Top Construction Finance & Accounting Trends to Watch

The construction industry is poised for significant changes this year, with finance and accounting practices evolving to meet new challenges and opportunities.

This article explores several key trends driven by changes in market dynamics, significant technological advances, evolving business practices, and regulatory shifts.

Economic Outlook & Market Dynamics

Construction spending is expected to increase in 2025, with forecasts predicting growth between 2% and 8.6% across various sectors.1

History shows that the cycle for full recovery in construction is driven by rebounds in the following order:

  • Housing
  • Commercial construction
  • Industrial
  • Public works

Based on professional experience, these rebounds must occur with a two-year lag from peak to peak (Exhibit 1).
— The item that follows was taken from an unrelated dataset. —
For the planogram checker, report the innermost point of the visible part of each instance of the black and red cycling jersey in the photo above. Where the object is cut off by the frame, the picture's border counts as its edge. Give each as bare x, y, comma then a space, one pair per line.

In 2025, housing starts are expected to modestly rise, kicking off a new phase in the construction cycle. While there will still be significant economic spend in the public works segment (largely due to the Infrastructure Investment and Jobs Act), housing is the key to a soft recovery. This market cycle is supported by the June 2025 forecast from ITR Economics (Exhibit 2).2

There are expectations of lower interest rates, with predictions of up to two rate cuts throughout 2025;3 however, significant economic headwinds remain. Inflation has been sticky due to key issues such as the national debt level, low unemployment, supply chain uncertainty, and worldwide geopolitical unrest. Through two quarters, the Federal Reserve has, so far, declined to implement rate cuts.

Construction industry labor costs are expected to continue growth given the supply and demand constraints (not enough tradespeople, project managers, etc.). In addition, construction material costs are expected to rise 5-7%.4 Tariffs, or the expectation of tariffs, play a role in that.

The combination of interest rates (and therefore, carrying costs), rising labor, and material costs will make it more difficult for project pro formas — a projected financial statement that estimates the costs, revenues, and profitability of the project based on assumptions and forecasts — to plan and gain construction loan approvals. It will also be more difficult to generate internal rates of return that make economic sense relative to other investment alternatives for privately financed projects.

Technological Advancements

AI & Automation Integration

Artificial intelligence (AI) and automation will continue to play a crucial role in transforming construction finance and accounting practices.

The real challenge is identifying tools that can be easily integrated and provide a measurable impact by improving timeliness, accuracy, and completeness. With hundreds of AI tools, sorting them out can be difficult. Consider identifying tasks that have redundant data entry and start there.

The automation that AI will enable is expected to streamline tasks such as data entry, reconciliation, and financial reporting. The finance department is typically the first to use AI tools to rename invoices to match the company naming convention, automate routing for approval, collate all the reports needed to complete a month-end cost projection, and establish target billing amounts to reduce revenue swings and missed expenses.

Additional AI tools focused on preconstruction planning, procurement, project management, schedule optimization, and resequencing are already on the market. Add in drones and robotics, and the potential efficiency gains expand even further.

These tools can help contractors complete more work with fewer resources, which is great news for an industry with so much scarcity. AI is expected to reduce construction costs by as much as 15% — a notable figure for a multi-trillion-dollar industry.5

A whole new category of service offerings can be expected, with an emphasis on innovation and industry collaboration driving new solutions into the marketplace. The scope of these solutions will likely focus on how payments are made from GCs to subcontractors and vendors.

Another option is the deployment of contracts that have automatic payment upon completion of specific project milestones — think of what this would do for cash flow and revenue projections, with a goal of increased speed and transparency.

Cloud-Based Solutions

The adoption of cloud-based accounting software and software as a service (SaaS) platforms will continue to rise.

The advantages include real-time financial reporting, access to data, and collaboration opportunities through dashboards and key performance indicators (KPIs). These tools are readily available and reasonably simple to deploy.

SaaS

The SaaS model allows contractors to focus on what they do well: building. The model affords greater data security and recovery options and capabilities, particularly with all the cyber threats that exist today.

SaaS deployments are also making interconnectivity and integration among separate, disparate systems easier. The advent of sophisticated application programming interfaces, along with some platforms gaining significant market share, makes this more of a reality.

While some software offerings still overpromise future functionality, vendors are increasingly delivering on meaningful integration capabilities.

Cloud-Based Systems

Cloud-based systems substantially open the door to the development and deployment of mobile apps. And because a SaaS license is assigned to an individual dedicated to a project, many times the licenses can be passed through as an expense rather than included as a part of the fee. This can present minor margin benefits when structured appropriately.